Fiber is one of the best [nutritional components] that helps with the feeling of fullness say some food and nutrition consultants. They also help to spread the food dollar because they're a component of meals that can help you make a fulfilling dish.
Beans. Like many items at the grocery store, buying in bulk can save a lot of money. Dry beans can cost about $1 per pound and expand to three times their volume when cooked, turning three to four cups of dry beans into nine cups when cooked. And beans, like rice, can be flavored with spices and herbs to make the main portion of a meal.
Beans are also a very healthy choice. They are high in fiber and protein, low in fat and sodium and have minerals such as iron, potassium, magnesium, copper and zinc, along with vitamins such as folic acid, thiamin, niacin and B6.
Potatoes. These versatile vegetables can be added to casseroles and used in a variety of ways, and they're every bit as nutritious as colored vegetables. Nutritionists say they contain 45 percent of the recommended daily nutritional intake of vitamin C, 18 percent of fiber and 18 percent of potassium, a mineral that regulates blood pressure. They've been found to have the lowest cost source of dietary potassium.
The average potato is virtually fat free, with a high water and fiber content to make it ideal for weight-loss at 200 calories for an average baked potato, according to information from GoIreland.com. Be careful how you cook them. Frying a potato raises fat content from 0 to 8 grams.
Green vegetables. Any leafy greens, such as broccoli, spinach and kale, have lots of nutrients per calorie and may help protect against inflammation and disease. Some lettuces can be bitter but can be offset in a salad with carrots, beets and other sweet vegetables.

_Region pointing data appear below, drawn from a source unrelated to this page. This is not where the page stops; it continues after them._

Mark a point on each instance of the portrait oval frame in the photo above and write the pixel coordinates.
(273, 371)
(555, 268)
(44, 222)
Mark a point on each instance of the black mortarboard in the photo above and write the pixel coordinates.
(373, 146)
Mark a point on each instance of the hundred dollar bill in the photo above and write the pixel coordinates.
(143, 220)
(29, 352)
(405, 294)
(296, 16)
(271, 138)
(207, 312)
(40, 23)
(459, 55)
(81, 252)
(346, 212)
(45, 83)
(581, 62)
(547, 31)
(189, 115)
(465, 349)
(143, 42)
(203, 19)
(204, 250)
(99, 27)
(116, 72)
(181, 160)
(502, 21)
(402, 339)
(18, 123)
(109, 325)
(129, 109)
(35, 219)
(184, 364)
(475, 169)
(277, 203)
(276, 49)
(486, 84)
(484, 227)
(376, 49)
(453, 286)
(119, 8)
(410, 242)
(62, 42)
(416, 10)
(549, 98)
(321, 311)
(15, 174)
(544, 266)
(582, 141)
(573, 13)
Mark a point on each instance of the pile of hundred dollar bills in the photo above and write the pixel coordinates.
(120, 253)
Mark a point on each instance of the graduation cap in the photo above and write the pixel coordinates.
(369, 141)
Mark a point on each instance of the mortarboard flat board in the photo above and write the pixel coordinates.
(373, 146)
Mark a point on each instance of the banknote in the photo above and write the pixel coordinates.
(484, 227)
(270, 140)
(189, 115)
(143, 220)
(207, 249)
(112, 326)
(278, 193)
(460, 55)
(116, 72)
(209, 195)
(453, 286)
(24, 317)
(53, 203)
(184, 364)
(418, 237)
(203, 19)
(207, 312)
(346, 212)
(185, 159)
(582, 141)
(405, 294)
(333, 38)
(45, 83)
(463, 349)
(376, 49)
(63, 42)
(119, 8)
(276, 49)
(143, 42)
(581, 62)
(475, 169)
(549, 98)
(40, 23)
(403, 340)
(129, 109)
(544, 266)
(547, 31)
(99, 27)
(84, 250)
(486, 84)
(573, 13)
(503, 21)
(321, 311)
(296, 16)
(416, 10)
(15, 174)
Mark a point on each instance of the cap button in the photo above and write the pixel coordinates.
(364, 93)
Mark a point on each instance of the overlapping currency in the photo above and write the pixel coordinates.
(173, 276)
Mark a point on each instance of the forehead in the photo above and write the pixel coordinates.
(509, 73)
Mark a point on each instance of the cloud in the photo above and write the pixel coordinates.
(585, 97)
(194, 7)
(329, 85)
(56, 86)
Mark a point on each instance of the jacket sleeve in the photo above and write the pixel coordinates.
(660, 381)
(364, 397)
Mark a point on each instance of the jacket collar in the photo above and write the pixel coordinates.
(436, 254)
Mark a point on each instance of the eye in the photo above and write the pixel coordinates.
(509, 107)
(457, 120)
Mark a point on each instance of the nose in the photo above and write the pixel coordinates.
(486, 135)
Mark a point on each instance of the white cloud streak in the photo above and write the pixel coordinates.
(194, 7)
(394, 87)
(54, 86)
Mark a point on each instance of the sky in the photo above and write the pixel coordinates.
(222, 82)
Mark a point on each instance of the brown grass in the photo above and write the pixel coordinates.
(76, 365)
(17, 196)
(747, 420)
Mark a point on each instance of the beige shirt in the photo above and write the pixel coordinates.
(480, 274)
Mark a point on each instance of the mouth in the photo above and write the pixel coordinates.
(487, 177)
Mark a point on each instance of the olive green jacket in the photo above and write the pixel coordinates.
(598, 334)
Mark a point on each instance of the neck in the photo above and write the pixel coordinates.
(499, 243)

Instead of buying an expensive dressing for any of these foods, perhaps mixing a tablespoon of extra virgin olive oil with juice from half of a lemon or lime would be better.

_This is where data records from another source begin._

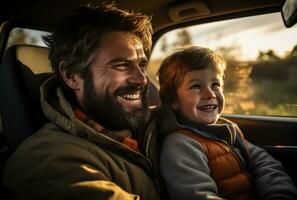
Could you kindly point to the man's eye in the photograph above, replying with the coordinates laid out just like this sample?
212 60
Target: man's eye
120 67
142 66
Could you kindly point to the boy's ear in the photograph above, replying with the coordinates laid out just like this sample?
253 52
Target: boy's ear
74 81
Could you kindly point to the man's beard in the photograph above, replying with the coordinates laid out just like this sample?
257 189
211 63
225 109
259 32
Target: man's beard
107 111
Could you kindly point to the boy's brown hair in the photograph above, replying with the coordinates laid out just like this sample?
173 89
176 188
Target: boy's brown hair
174 68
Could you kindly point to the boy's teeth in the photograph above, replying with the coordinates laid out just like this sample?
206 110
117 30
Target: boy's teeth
131 96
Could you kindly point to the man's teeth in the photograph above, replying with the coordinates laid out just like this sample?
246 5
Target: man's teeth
210 107
131 96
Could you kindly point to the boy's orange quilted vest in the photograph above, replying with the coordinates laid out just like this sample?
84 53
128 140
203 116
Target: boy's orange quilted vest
232 180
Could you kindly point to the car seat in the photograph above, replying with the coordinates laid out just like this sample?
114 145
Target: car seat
23 69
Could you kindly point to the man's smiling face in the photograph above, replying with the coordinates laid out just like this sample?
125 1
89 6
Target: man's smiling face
114 92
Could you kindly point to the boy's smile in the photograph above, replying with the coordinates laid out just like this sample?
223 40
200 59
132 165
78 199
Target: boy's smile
200 97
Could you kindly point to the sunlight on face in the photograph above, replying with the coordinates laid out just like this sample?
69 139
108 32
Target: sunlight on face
200 97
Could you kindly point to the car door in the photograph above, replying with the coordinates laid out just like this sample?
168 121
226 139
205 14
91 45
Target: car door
260 80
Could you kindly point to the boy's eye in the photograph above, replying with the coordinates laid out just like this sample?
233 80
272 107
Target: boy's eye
216 85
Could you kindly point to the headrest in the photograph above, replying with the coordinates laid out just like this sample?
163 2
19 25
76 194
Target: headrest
23 69
36 58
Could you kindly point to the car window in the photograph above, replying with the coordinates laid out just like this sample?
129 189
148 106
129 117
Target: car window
261 56
26 36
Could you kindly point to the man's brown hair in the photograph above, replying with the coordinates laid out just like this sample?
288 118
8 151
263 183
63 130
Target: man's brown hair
76 39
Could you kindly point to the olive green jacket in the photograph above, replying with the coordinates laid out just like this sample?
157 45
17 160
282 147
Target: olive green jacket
66 159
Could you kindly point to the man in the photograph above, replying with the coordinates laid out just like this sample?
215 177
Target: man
97 106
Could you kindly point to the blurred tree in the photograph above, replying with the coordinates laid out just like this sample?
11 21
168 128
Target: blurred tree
293 53
268 55
184 38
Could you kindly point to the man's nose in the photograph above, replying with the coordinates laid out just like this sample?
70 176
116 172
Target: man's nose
138 76
207 93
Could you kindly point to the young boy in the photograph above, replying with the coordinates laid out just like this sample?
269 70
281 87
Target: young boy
205 156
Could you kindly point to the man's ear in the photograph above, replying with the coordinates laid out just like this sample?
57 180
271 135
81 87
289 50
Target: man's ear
74 81
174 106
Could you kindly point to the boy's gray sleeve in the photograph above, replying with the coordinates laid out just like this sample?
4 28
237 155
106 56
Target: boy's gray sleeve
184 167
270 178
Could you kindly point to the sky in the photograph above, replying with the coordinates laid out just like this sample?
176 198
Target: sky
251 34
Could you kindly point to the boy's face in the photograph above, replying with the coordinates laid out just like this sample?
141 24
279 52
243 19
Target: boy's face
200 97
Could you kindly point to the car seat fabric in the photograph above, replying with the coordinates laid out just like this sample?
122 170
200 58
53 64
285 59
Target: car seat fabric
20 78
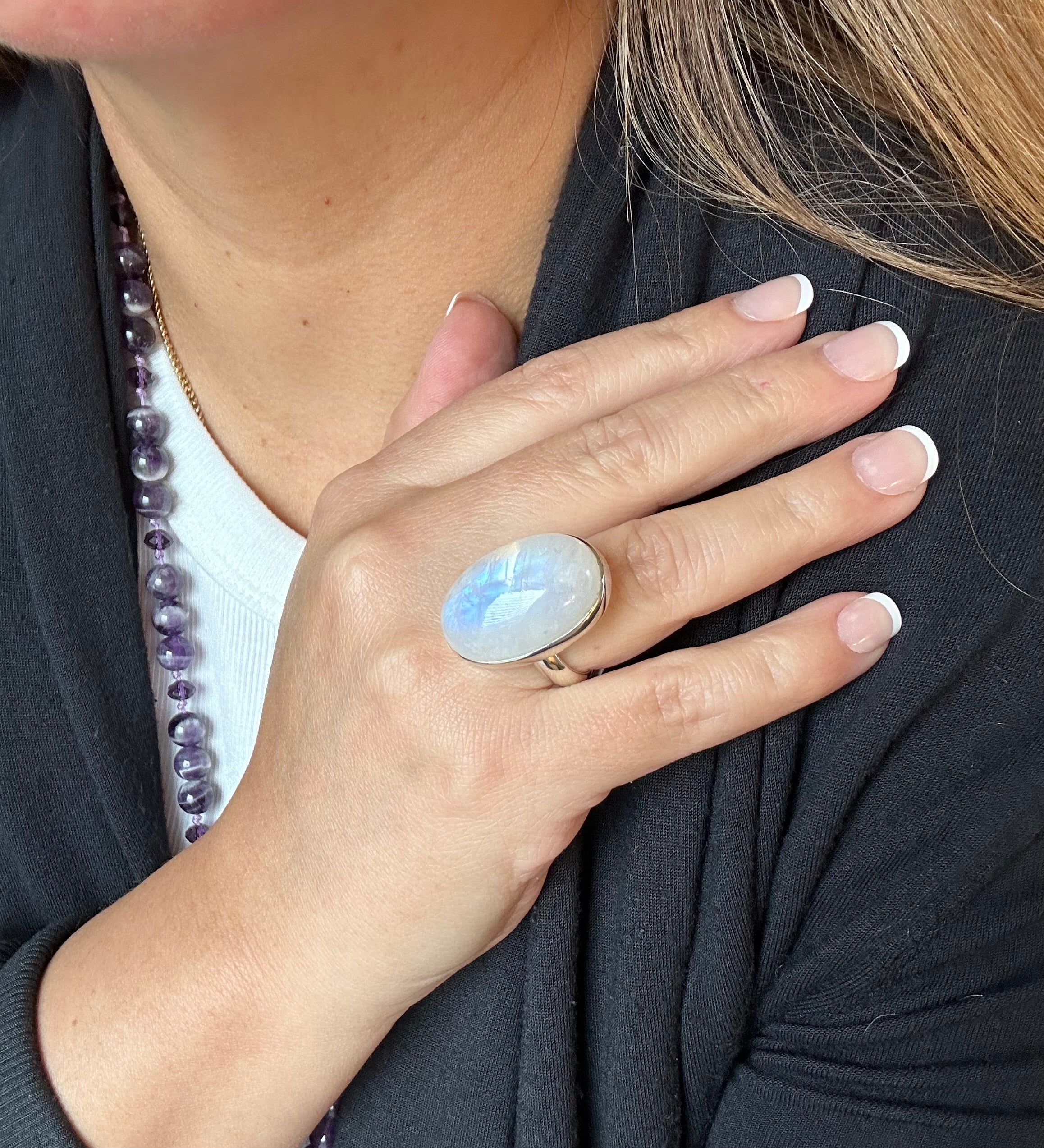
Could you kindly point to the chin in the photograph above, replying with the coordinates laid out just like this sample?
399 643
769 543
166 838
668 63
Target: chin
97 30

Frozen vegetables. Buying fresh vegetables in season is an inexpensive way to get them, but frozen vegetables are a good option too. They're picked at the peak of their flavor and aren't nutritionally inferior to fresh ones. The downside of fresh vegetables is they might be picked before their height of ripeness and often travel many miles to a grocery store.
Peanut butter. This is another economic source of protein, rich in healthy fats, vitamins, minerals and antioxidants. Peanuts contain resveratrol, an antioxidant found in red wine, says Sharon Palmer, a Duarte, Calif.-based food and nutrition writer who covers plant-powered diets.
Protein bars. You may not want to make them the only part of your diet, but they obviously have protein in them and cost about $2 each.
The best answer to getting the most nutritional foods for your buck may be to simply buy fresh food that's in season and not to fall for the theory that fast food is cheaper than what you can purchase at the grocery store. Fast food may be quicker than preparing a meal at home, but it won't beat buying fresh fruit and vegetables in taste or cost.